Some tasting appointments in Beaujolais are difficult to obtain because a given winemaker's work is so sought-after that he or she has no interest in cultivating new clientele. Securing a tasting with young fringe-natural winemaker Benoit Camus was difficult for something like the opposite reason. He has almost no commercial operation to speak of, instead selling his finished wines wholesale to a few négoçiants willing to sell it for him. He has practically no direct clientele at all, and next to nothing for visitors to taste.
Camus lives in the southern Beaujolais town of Cogny, a short drive from Villefranche-sur-Saône, the riverside town north of Lyon where I commenced a bicycle trip this past spring with two novelist friends. In our initial communications, I sensed it embarrassed him to receive visitors when he had almost no wine to show.

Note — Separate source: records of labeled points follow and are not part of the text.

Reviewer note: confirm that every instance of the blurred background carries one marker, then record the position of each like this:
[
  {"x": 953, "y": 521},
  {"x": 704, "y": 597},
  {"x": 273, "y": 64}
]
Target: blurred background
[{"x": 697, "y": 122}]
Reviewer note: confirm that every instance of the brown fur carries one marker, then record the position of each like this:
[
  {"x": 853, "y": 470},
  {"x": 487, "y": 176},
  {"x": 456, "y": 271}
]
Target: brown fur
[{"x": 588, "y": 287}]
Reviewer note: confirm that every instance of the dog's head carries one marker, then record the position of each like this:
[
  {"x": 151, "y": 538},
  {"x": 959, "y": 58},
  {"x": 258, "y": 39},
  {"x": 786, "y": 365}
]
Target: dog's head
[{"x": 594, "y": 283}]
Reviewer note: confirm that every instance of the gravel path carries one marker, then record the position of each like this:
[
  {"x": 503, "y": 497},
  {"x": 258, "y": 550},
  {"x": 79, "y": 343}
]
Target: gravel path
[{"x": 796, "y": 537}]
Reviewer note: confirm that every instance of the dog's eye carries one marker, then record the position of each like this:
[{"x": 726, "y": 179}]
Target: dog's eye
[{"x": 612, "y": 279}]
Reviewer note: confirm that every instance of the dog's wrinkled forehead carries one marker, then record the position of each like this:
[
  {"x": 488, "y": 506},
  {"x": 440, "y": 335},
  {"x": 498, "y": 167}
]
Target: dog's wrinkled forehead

He rather gallantly kept proposing we go see a winemaker friend of his further north instead, until at last accepting to have lunch together at his house in Cogny, rather than at his cellar in nearby Ville-sur-Jarnioux.
Ordinarily I would have taken his suggestion to visit elsewhere, but Camus was located right on our itinerary, and I'd been keen to meet him since tasting his wines in Paris. As it was, over the course of a very short tasting that turned into a jam session, we got a small peek into the life of a promising, eccentric winemaker at the semi-anonymous outset of his career.